1. Inspect file names & data dictionary outputs in `outputs/` (e.g. `data-dictionary-*.md`, `data-summary-*.md`, `data-profile-*.json`).
2. Identify where the main dataset(s) live (e.g. `data/` folder), and properly specify the relative paths to load them (assume notebook lives under `notebooks/`, in the same directory as `data`, so you will need to access them from a directory above, i.e., `../data/`).
3. Identify:

* Primary entities (tables/files)
* Key variable types (numeric, categorical, datetime, boolean)
* Potential join keys or time indices

## Notebook Section Layout (Required Order)

1. Title & Overview
2. Data Assets Summary (derived from dictionaries & summaries; no raw data dump)
3. Configuration & Imports
4. Data Loading (parameterized paths; small samples if needed)
5. Data Quality & Structure Checks (shape, dtypes, missing overview)
6. Univariate Distributions

* Numeric: histograms, KDE, boxplots, violin (where relevant)
* Categorical: count plots / bar charts (top-N if high cardinality)
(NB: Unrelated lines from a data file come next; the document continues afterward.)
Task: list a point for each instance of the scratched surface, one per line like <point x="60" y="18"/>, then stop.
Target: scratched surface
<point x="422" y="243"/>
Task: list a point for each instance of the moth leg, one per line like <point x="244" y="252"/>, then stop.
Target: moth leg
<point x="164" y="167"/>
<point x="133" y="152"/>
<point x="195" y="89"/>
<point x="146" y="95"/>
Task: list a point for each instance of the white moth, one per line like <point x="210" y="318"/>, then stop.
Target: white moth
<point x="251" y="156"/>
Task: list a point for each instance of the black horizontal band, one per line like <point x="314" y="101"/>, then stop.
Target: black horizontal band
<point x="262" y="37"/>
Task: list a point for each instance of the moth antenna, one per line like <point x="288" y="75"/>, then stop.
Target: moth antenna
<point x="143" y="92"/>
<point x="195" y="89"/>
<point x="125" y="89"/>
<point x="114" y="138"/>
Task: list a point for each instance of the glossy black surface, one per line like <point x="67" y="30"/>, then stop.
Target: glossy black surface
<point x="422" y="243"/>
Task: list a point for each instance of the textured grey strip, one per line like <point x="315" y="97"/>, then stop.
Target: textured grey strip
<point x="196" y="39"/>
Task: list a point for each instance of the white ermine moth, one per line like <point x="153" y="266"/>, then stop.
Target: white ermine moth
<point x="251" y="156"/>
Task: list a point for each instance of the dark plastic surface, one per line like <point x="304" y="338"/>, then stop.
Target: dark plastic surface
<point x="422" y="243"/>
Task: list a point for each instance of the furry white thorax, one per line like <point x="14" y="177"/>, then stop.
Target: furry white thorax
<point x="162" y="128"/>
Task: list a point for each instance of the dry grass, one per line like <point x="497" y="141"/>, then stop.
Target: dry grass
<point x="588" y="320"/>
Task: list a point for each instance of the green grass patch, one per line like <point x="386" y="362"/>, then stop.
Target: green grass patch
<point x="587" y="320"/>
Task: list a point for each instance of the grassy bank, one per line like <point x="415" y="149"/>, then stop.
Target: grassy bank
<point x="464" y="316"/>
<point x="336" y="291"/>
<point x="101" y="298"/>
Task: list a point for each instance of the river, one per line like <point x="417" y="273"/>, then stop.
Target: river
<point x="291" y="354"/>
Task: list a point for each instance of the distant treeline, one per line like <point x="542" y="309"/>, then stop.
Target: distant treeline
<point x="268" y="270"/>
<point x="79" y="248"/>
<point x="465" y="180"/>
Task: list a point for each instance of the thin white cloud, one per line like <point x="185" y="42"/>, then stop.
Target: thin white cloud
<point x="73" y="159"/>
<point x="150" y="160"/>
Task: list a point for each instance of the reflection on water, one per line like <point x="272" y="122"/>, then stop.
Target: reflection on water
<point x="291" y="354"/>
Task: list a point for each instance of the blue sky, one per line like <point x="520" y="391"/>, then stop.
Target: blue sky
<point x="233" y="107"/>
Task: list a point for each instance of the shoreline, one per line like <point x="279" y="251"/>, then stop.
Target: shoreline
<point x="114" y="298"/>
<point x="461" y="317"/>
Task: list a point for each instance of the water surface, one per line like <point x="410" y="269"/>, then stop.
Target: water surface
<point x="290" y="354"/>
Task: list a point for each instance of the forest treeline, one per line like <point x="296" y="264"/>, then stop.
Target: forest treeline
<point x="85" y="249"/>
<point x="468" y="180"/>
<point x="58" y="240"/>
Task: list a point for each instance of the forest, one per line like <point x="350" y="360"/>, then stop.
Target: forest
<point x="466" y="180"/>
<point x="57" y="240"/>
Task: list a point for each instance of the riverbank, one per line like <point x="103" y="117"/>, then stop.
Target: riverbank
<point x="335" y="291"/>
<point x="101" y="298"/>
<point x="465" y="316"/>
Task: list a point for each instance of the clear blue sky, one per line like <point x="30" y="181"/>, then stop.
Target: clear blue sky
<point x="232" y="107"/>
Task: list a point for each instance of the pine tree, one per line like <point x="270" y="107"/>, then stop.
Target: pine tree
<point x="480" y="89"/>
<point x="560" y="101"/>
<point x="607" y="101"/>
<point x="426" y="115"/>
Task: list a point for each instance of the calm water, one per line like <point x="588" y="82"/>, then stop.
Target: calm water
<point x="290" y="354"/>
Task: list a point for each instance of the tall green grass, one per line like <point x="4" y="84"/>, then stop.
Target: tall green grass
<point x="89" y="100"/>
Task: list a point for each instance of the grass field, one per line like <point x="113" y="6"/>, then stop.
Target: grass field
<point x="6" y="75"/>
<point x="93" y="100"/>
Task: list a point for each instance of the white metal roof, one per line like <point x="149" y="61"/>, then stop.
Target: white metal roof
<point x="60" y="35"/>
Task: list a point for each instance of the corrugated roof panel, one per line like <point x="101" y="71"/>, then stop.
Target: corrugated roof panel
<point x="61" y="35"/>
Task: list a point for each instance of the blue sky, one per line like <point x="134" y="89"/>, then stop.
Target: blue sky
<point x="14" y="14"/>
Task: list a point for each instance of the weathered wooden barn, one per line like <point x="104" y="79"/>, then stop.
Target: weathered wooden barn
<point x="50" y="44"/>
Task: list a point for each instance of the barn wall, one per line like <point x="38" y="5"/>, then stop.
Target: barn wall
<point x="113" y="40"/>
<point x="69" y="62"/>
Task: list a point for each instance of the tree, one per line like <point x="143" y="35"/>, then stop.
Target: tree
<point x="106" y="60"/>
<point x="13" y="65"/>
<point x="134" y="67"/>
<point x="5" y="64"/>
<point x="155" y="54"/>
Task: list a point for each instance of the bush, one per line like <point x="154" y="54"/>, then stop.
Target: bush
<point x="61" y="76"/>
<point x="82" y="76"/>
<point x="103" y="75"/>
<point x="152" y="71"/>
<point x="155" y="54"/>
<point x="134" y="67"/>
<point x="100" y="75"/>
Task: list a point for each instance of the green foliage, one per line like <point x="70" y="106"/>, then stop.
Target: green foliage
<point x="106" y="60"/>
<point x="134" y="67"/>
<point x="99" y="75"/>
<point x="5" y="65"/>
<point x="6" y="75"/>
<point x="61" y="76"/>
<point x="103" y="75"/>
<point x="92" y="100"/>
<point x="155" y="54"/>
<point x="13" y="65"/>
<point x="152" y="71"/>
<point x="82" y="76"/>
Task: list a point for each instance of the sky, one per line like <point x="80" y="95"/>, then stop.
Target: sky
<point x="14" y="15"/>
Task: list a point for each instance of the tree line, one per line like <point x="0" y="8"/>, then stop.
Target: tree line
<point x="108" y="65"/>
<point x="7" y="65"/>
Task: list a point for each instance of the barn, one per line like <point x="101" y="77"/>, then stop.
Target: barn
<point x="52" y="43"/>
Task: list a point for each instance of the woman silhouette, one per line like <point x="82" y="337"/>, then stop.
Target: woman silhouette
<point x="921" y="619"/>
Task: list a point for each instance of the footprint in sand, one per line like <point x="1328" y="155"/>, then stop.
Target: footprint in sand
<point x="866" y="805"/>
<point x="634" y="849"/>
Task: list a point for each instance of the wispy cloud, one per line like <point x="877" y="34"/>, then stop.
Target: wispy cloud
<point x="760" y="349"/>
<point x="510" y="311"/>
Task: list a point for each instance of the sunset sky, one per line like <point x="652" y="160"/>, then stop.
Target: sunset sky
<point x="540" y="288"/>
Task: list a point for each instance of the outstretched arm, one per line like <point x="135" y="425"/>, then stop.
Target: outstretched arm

1. Multivariate Relationships

* Scatter / pair plots (sample if large)
* Correlation matrix (filtered to numeric, optionally masked)
* Grouped statistics (aggregation examples)
* Conditional density or boxplots faceted by key categorical variables

1. Time Series / Temporal Trends (include ONLY if datetime fields exist)

* Line plots with rolling means
* Seasonal decomposition placeholder (optional)

1. Feature Interactions / Faceting

* Multi-facet grid examples (e.g. seaborn FacetGrid)

1. Outliers & Anomalies (IQR / z-score / rolling deviation examples)
1. Derived Features (placeholder: engineered columns, transformations)
1. Summary Insights & Hypotheses (markdown placeholders)
1. Next Steps / Further Discovery (markdown checklist)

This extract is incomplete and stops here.